Nous entretenons ainsi des relations et nous organisons des réunions régulières avec les pays avec lesquels nous disposons d’un instrument de coopération, qu’il s’agisse de la convention de La Haye ou de conventions bilatérales. Ces rencontres nous permettent de mener une coopération plus fluide et de régler les difficultés qui peuvent se présenter.
Nous avons donc, chaque année, des réunions avec l’ensemble des pays de l’Union européenne pour discuter de questions générales ou de dossiers individuels, ce qui nous permet dans un certain nombre de cas de lever des difficultés concrètes. Nous avons également des rencontres annuelles avec les principaux pays avec lesquels nous disposons d’une convention bilatérale, tels que l’Algérie, la Tunisie, ou encore le Maroc. Enfin, nous organisons des rencontres ou des visioconférences avec l’ensemble des autres pays, soit de façon régulière et institutionnalisée – tel est le cas pour la Russie –, soit en cas de nécessité, par exemple avec Israël, le Brésil, ou le Japon.
Face à ces difficultés, les tentatives de nouer des liens et de trouver des lieux de dialogue sont bienvenues. Je me félicite donc, tout comme vous, du rôle que jouent des associations comme Sauvons nos enfants Japon, dont les représentants ont été reçus il y a quelques semaines par mon cabinet.
Quant à vous, mesdames, messieurs les sénateurs, je sais à quel point vous êtes attachés à promouvoir l’efficacité de la diplomatie parlementaire avec le Japon. Le Gouvernement ne peut que s’en féliciter et encourager les échanges avec les parlementaires japonais sur les évolutions envisageables du droit de la famille japonais qui permettraient de consacrer l’égalité réelle des droits parentaux, ainsi que le maintien effectif des liens familiaux en cas de séparation.

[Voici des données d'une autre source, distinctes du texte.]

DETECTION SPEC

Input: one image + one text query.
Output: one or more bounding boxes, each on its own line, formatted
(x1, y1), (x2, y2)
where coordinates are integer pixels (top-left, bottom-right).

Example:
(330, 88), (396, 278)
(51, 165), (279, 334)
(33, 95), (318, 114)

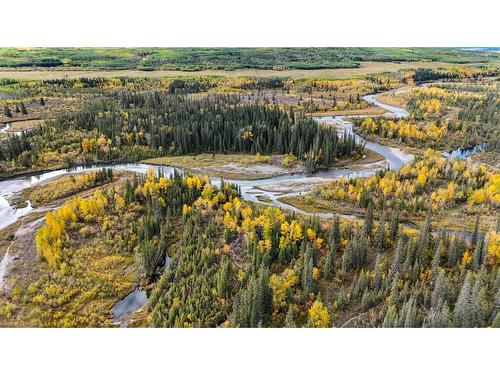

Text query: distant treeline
(0, 48), (498, 71)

Comme plusieurs d’entre vous l’ont indiqué, l’une des principales difficultés tient à l’application du principe de continuité, consacré par le droit et la coutume japonais, selon lequel, lors d’une séparation, un seul des parents est investi de l’autorité parentale. Ce principe conduit malheureusement à exclure l’autre parent de la vie de l’enfant, qu’il soit étranger ou japonais.

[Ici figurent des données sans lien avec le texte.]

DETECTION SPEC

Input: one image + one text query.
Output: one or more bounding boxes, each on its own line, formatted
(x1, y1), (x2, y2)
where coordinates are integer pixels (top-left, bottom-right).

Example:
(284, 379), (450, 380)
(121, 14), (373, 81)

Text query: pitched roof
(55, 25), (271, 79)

La société japonaise elle-même s’accommode de plus en plus mal de ce principe, et le gouvernement japonais a récemment lancé une réflexion sur l’introduction possible du partage de l’autorité parentale, voire de la garde alternée. Le ministère de la justice français, comme il a déjà eu l’occasion de l’indiquer lors de la mission conjointe qu’il a menée à Tokyo en mai dernier avec le ministère de l’Europe et des affaires étrangères, est tout à fait disposé à partager son expérience avec le ministère de la justice japonais sur ces questions.

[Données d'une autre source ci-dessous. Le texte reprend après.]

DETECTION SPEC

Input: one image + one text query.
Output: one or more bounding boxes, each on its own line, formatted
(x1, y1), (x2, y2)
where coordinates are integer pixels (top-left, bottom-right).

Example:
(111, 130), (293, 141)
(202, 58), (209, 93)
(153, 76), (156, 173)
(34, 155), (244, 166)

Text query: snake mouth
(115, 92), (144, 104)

Je souhaite in fine préciser deux éléments. J’ai noté avec beaucoup d’attention l’invitation faite dans cette proposition de résolution à mieux sensibiliser les magistrats français aux particularismes de ces déplacements internationaux d’enfants vers le Japon. Ces éléments spécifiques pourraient effectivement être intégrés au sein de formations assurées à l’École nationale de la magistrature, sans pour autant vouloir orienter les décisions de nos autorités judiciaires.
J’ai par ailleurs demandé à mes services d’expertiser les possibilités d’extension de la zone de compétence du magistrat de liaison de Pékin, spécifiquement pour ce qui concerne l’entrée de civils au Japon.
En conclusion, je tiens à réitérer le soutien du Gouvernement à cette proposition de résolution qui vient rappeler ce qui peut paraître une évidence, mais parfois à tort dans les faits : ce qui doit toujours primer sur toute autre considération, c’est l’intérêt supérieur de l’enfant. C’est ce que je rappellerai prochainement à mon collègue, le ministre japonais de la justice, puisque je dois me rendre au Japon au mois d’avril.